Logistic regression is one of the most famous ML models used in supervised learning settings. Despite the term “regression” in its name, this model is mostly used for classification tasks. An important distinction between logistic regression and another very popular supervised learning model, linear regression, is that the response variable is categorical for the former but continuous for the latter.
Most ML researchers use this model as a baseline in many supervised learning tasks because of its simplicity. In fact, for most practical applications, logistic regression turns out to be the best performing model even compared to more complex deep learning models. For example, it is the best model to predict outcomes in NCAA mens basketball in a data science competition a few years back.
Definition
Standard logistic regression is used for binary classification tasks although it can be extended to multiclass settings (> 2 labels). Here’s its formal definition:
Given $m$ training examples $\{ (x^{(1)}, y^{(1)}), \thinspace (x^{(2)}, y^{(2)}), \thinspace…\thinspace, (x^{(m)}, y^{(m)}) \}$, logistic regression model outputs corresponding predicted values $\{ \hat{y}^{(1)}, \thinspace \hat{y}^{(2)}, \thinspace…\thinspace, \hat{y}^{(m)} \}$ where $0 \leq \hat{y}^{(i)} \leq 1$ can be interpreted as probability of example (i) belonging to class 1 (i.e. $y^{(i)} = 1$)
$$ \hat{y}^{(i)} = P(y^{(i)} = 1 \thinspace | \thinspace x^{(i)}) = \sigma (w^Tx^{(i)} + b)$$
where $\sigma$ is sigmoid function (see below), $w$, $b$ are model parameters such that $w \in \mathbb{R}^{n_{x}}$, $b \in \mathbb{R}$, each training example is represented by $n_x$-dimentional vector $x^{(i)}$, $y$ can either be 0 or 1 to indicate two classes that each data case can fall into
Sigmoid function
Sigmoid function, denoted by $\sigma$, is used as activation function for logistic regression. It has this following form for a real-valued input z:
$$ \sigma (z) = \frac{1}{1 + e^{-z}} $$
Here’s its graphical representation
Clearly, sigmoid function outputs are bounded between 0 and 1. These outputs can be interpreted as probabilities of data cases belonging to class $y = 1$.
In other words, for a given data case (i), if its predicted $\hat{y}^{(i)} = \sigma (z^{(i)}) = \sigma (w^Tx^{(i)} + b) > 0.5$, then the model predicts that this data case belongs to class $y = 1$
How is logistic regression fit to training data?

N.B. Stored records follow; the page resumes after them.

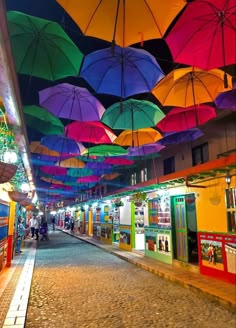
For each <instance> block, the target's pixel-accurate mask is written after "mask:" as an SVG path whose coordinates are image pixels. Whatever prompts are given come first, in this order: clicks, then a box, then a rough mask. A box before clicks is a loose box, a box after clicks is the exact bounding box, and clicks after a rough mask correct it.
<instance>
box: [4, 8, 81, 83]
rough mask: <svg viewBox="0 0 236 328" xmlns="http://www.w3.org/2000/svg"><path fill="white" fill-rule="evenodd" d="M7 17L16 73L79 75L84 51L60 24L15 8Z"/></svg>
mask: <svg viewBox="0 0 236 328" xmlns="http://www.w3.org/2000/svg"><path fill="white" fill-rule="evenodd" d="M7 19H8V28H9V34H10V38H11V47H12V51H13V55H14V60H15V65H16V70H17V72H18V73H22V74H28V75H31V76H36V77H40V78H43V79H47V80H51V81H54V80H58V79H61V78H64V77H67V76H77V75H78V72H79V69H80V65H81V61H82V59H83V54H82V53H81V52H80V50H79V49H78V48H77V47H76V45H75V44H74V43H73V41H72V40H71V39H70V38H69V37H68V35H67V34H66V33H65V31H64V30H63V29H62V27H61V26H60V25H59V24H57V23H55V22H52V21H49V20H45V19H42V18H38V17H34V16H30V15H26V14H24V13H21V12H17V11H9V12H8V13H7Z"/></svg>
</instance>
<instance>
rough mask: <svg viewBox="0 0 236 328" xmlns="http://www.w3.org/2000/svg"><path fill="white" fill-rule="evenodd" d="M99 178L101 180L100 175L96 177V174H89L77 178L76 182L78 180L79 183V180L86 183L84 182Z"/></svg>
mask: <svg viewBox="0 0 236 328" xmlns="http://www.w3.org/2000/svg"><path fill="white" fill-rule="evenodd" d="M100 180H101V178H100V177H98V176H96V175H91V176H89V177H81V178H79V179H78V180H77V182H79V183H81V182H82V183H86V182H88V183H90V182H98V181H100Z"/></svg>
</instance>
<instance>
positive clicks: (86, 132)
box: [65, 122, 116, 144]
mask: <svg viewBox="0 0 236 328" xmlns="http://www.w3.org/2000/svg"><path fill="white" fill-rule="evenodd" d="M65 133H66V135H67V136H68V137H70V138H73V139H74V140H76V141H80V142H90V143H95V144H100V143H108V144H109V143H112V142H113V140H114V139H115V138H116V135H115V134H114V133H113V131H112V130H111V129H109V128H108V127H106V126H105V125H104V124H102V123H101V122H73V123H71V124H69V125H67V126H66V128H65Z"/></svg>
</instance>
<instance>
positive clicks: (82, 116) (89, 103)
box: [39, 83, 105, 121]
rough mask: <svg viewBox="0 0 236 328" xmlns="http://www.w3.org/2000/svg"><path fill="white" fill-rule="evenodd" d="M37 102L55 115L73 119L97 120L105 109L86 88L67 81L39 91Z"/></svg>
mask: <svg viewBox="0 0 236 328" xmlns="http://www.w3.org/2000/svg"><path fill="white" fill-rule="evenodd" d="M39 102H40V105H41V106H42V107H43V108H46V109H47V110H48V111H49V112H51V113H52V114H54V115H55V116H57V117H61V118H67V119H70V120H75V121H99V120H100V118H101V117H102V114H103V113H104V111H105V108H104V107H103V105H102V104H101V103H100V101H99V100H98V99H97V98H95V97H94V96H93V95H92V94H91V93H90V92H89V91H88V90H87V89H85V88H80V87H77V86H75V85H72V84H68V83H61V84H58V85H56V86H54V87H50V88H47V89H44V90H42V91H40V92H39Z"/></svg>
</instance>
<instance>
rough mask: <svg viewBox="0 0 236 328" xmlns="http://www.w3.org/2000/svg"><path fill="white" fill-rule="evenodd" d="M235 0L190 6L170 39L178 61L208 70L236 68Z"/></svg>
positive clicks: (207, 1) (206, 2) (176, 24)
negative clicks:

Given a cost function (also called objective function) of $w$ and $b$, the logistic regression model’s goal is to find suitable values of $w$ and $b$ such that this cost function’s value is as small as possible.
This cost function is not unique to logistic regression. Generally, all (supervised) ML models have associated cost functions as functions of the model parameters. A cost function quantifies how well a model is performing against the given training data set, i.e. how far off our predicted response values $\hat{y}^{(i)}$’s are from our ground truth response labels $y^{(i)}$’s.
So what does this cost function look like for logistic regression?
For a single example (i), we have $$ \ell (y, \hat{y}) = - (y * log(\hat{y}) + (1-y) * log(1 - \hat{y})) $$
Side note: this cost function is also known as cross entropy loss
Thus the overal cost function over all training examples is just the average of these individual losses
$$ J(w, b) = \frac{-1}{m} \sum_{i=1}^{m}y * log(\hat{y}) + (1-y) * log(1 - \hat{y}) $$
So how does logistic regression model find values $w$, $b$ to minimize the value of this cost function?
Well, through a training algorithm called gradient descent.
Those with Calculus background will find this idea familiar: the minimum of the objective function is (hopefully) found by iteratively lowering its value through updating its model parameters in the direction of the cost function’s gradient (or partial derivatives) w.r.t. these parameters.
Details about how to mathematically derive this gradient is left in this post
This iterative process is bounded by the number of iterations specified by the model builder or when the difference between cost function values in consecutive steps satisfies some threshold.
This process can also be fine-tuned by a hyperparameter called the learning rate (usually denoted by $\alpha$), which controls how fast this process should proceed. There’s a couple caveat about how to set this hyperparameter: too big and there might be a chance your logreg model is going to overshoot its minimum and never converge. Or too small and your model takes forever to learn.
There’s no hard and fast rule regarding how to set this hyperparameter appropriately. I will cover this topic in depth in a future post on model validation techniques.
The logistic regression model parameter update can be summarized as follows
Repeat {
w := w - learning_rate * (gradient w.r.t w)
b := b - learning_rate * (gradient w.r.t b)
}
After this process ends, our final values for parameters $w$ and $b$ will be used to predict which class any unforeseen data case will fall into.